Splitting the parser into two passes seems like the right approach: one pass acts like the C preprocessor, accepting a file with include
statements interleaved with other stuff. The “other stuff” only needs to be basically lexically valid, not your full parser—just like the C preprocessor only cares about tokens and matching parentheses, not matching other brackets or anything semantic. You then replace the includes, producing a fully expanded file that you can give to your existing parser.
If an included file must be syntactically “standalone” in some sense†, then you can parse a whole file first, interleaved with include
s, then replace them. For instance:
-- Whatever items you’re parsing.
data Item
-- A reference to an included path.
data Include = Include FilePath
parse :: Parser [Either Include Item]
-- Substitute includes; also calls ‘parse’

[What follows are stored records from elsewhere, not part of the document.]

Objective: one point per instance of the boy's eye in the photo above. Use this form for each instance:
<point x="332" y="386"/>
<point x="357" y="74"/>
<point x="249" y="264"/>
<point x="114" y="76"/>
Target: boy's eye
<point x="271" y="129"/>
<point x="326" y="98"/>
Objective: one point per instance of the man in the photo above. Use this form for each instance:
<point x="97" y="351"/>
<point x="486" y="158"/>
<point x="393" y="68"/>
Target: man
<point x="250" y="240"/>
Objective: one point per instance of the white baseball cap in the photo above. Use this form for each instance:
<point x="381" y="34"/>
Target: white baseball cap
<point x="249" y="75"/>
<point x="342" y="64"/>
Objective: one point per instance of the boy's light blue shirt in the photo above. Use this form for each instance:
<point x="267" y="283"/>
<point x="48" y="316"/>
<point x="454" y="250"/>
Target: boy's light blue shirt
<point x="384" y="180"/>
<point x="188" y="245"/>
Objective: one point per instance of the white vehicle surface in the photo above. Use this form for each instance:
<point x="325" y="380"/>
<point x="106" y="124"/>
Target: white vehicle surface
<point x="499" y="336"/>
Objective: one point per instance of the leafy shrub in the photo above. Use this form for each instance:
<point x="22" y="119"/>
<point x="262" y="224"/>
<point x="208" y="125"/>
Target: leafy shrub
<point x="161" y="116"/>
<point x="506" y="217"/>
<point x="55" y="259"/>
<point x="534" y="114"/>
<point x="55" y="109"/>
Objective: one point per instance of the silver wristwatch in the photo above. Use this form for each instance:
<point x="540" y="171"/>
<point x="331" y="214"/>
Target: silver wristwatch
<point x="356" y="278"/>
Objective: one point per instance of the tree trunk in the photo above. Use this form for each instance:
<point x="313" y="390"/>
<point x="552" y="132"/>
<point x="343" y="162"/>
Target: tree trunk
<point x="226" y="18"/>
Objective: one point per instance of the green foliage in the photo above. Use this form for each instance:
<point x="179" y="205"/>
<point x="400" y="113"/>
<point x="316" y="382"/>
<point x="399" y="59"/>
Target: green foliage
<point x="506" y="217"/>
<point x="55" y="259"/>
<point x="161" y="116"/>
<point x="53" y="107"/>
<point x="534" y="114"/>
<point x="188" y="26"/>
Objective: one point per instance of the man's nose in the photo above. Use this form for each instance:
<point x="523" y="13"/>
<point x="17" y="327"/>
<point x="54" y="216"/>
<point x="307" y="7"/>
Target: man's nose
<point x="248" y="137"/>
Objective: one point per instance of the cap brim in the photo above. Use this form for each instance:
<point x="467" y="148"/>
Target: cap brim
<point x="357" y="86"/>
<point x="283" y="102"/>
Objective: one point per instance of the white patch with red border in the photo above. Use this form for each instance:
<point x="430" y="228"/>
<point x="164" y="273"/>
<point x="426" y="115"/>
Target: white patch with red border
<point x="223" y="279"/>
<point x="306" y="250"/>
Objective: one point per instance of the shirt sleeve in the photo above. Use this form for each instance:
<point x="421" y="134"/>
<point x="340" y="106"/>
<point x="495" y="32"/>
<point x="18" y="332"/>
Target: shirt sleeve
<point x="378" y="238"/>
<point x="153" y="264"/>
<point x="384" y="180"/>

-- recursively until no includes remain.
substituteIncludes :: [Either Include Item] -> IO [Item]
† Say, if you’re just using attoparsec for lexing tokens that can’t cross file boundaries anyway, or you’re doing full parsing but want to disallow an include file that contains e.g. unmatched brackets.
The other option is to embed IO
in your parser directly by using a different parsing library such as megaparsec, which provides a ParsecT
transformer that you can wrap around IO
to do IO
directly in your parser. I would probably do this for a prototype, but it seems tidier to separate the concerns of parsing and expansion as much as possible.